4. Sufficiently placid chemical and physical conditions existed on early Earth for long periods of time. This prediction is a necessary corollary to the previous one. While the production of prebiotic compounds required high-energy conditions, these conditions could not persist for long without destroying the very molecules they formed. Fragile complex biomolecules like DNA, RNA, and proteins are particularly susceptible to breakdown by water and to breakage by mechanical, shear stresses.
5. Geochemical evidence for a prebiotic soup exists in Earth’s oldest rocks. Regardless of the source of prebiotic compounds, if a prebiotic soup existed on early Earth as a necessary preamble to life’s origin, then evidence for it should be discovered in the oldest layers of Earth’s geological column. (Of course, this prediction need not be a part of models in which life originates beyond Earth.)
6. Life appeared gradually on Earth over a long period of time. The transition from the prebiotic starting materials thought to have been present on early Earth, through a prebiotic soup to the first cellular entities, would require many chemical steps. Some of these steps proceed slowly, while others seem highly unlikely. Given these facts, life’s emergence should have required a long time to unfurl once Earth’s conditions could feasibly support life.

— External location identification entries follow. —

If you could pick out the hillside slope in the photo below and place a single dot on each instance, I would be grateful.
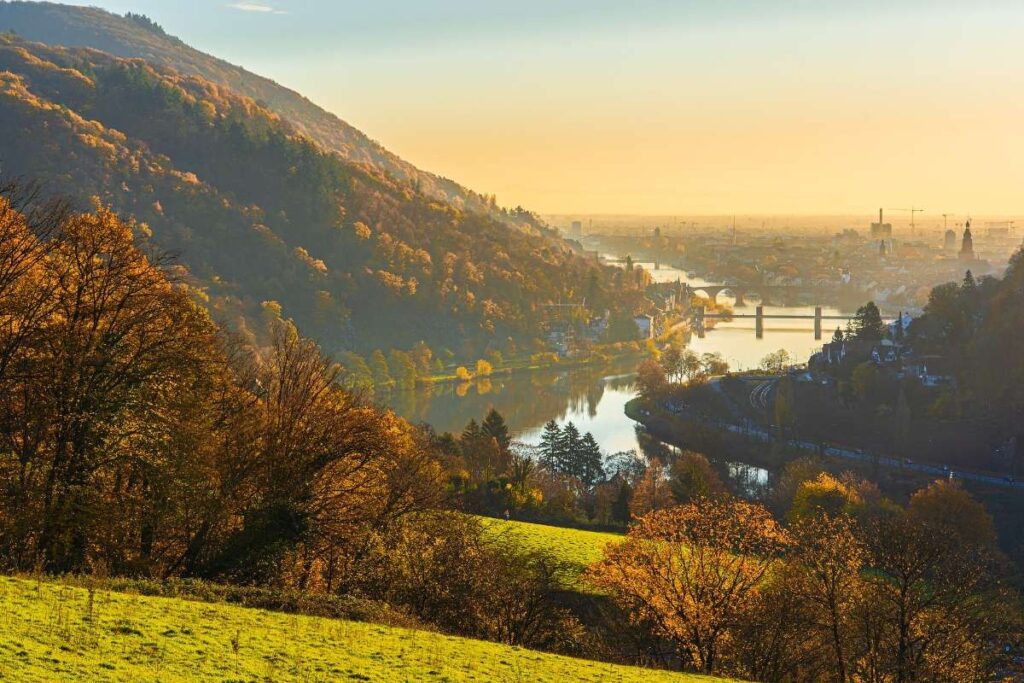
(54, 632)
(257, 212)
(134, 37)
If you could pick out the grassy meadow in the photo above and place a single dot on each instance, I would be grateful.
(53, 632)
(573, 546)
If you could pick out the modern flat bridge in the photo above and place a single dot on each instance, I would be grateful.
(700, 315)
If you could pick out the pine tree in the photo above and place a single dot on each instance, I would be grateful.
(867, 323)
(568, 452)
(471, 432)
(378, 366)
(592, 464)
(551, 441)
(495, 427)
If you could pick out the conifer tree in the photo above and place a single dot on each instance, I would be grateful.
(495, 427)
(551, 443)
(591, 467)
(568, 451)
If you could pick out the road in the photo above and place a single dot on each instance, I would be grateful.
(759, 398)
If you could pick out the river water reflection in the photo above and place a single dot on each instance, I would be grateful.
(593, 398)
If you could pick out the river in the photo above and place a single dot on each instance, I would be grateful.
(593, 398)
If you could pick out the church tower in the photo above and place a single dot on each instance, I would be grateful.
(967, 247)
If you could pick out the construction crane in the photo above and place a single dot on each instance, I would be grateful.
(912, 210)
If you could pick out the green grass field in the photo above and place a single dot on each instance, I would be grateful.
(51, 632)
(570, 545)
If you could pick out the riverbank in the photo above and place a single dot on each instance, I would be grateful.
(684, 430)
(528, 365)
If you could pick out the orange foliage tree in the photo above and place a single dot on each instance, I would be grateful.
(691, 573)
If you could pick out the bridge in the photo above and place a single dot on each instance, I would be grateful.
(700, 315)
(768, 293)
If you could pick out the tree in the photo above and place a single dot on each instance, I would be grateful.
(776, 363)
(495, 427)
(934, 608)
(867, 324)
(381, 373)
(692, 477)
(402, 369)
(864, 381)
(691, 574)
(650, 379)
(784, 408)
(551, 446)
(471, 430)
(825, 568)
(569, 450)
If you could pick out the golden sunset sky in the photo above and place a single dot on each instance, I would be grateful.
(655, 107)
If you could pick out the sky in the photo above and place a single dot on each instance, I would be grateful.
(658, 107)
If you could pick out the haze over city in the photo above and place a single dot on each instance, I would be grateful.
(655, 107)
(563, 340)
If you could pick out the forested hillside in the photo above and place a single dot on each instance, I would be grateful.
(135, 36)
(258, 213)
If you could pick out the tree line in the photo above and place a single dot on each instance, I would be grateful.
(843, 586)
(139, 439)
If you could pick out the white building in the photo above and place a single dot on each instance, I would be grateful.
(645, 326)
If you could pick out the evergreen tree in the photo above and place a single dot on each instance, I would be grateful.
(471, 432)
(591, 467)
(568, 451)
(551, 443)
(867, 323)
(495, 427)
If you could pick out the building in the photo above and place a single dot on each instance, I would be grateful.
(645, 327)
(967, 246)
(881, 230)
(950, 241)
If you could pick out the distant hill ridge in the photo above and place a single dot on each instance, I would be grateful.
(267, 222)
(133, 36)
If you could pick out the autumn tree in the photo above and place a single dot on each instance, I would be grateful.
(825, 577)
(867, 324)
(651, 379)
(691, 573)
(691, 476)
(495, 427)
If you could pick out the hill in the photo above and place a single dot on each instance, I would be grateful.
(260, 213)
(578, 547)
(55, 632)
(135, 36)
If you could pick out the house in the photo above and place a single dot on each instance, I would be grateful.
(931, 371)
(645, 326)
(887, 353)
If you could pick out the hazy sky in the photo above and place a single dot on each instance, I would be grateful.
(657, 105)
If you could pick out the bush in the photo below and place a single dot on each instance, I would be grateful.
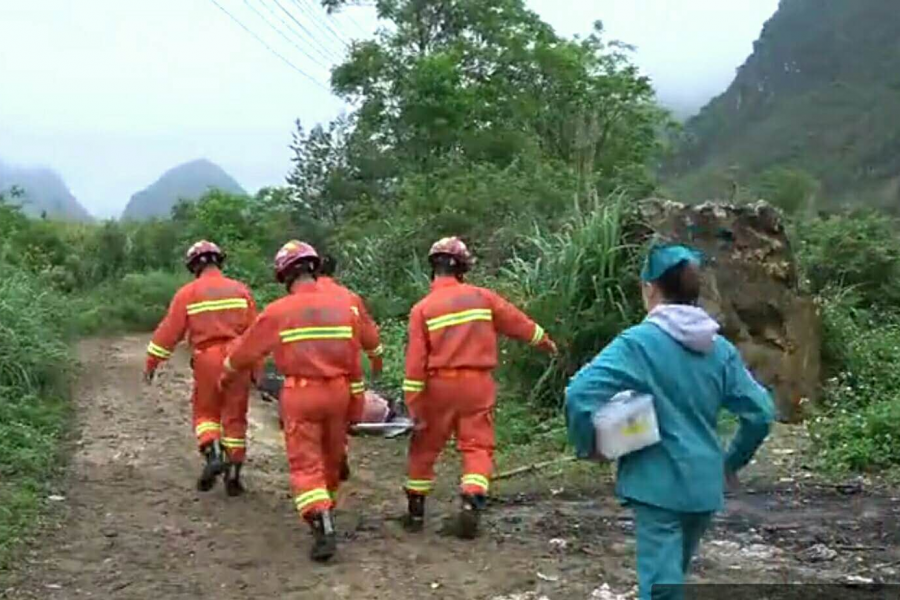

7. The origin of life occurred only once on Earth. This prediction stands as a corollary to the previous one, especially considering the number of steps required to generate first life from nonliving chemical entities and the low probability of some of the steps. In other words, it was such a lengthy, unlikely process that it could, at most, have happened just once.
8. Earth’s first life was simple. Given the arduous process required to generate the first lifeforms, it follows that life as it first appeared on Earth must have been simple, both in terms of its chemical makeup and its morphology, or form.
9. Life in its most minimal form is demonstrably simple. Life’s minimal complexity describes the fewest number of different biomolecules that must have simultaneously co-occurred for life to originate. For a realistic probability of emergence through natural processes, life’s most minimal form must have been relatively simple.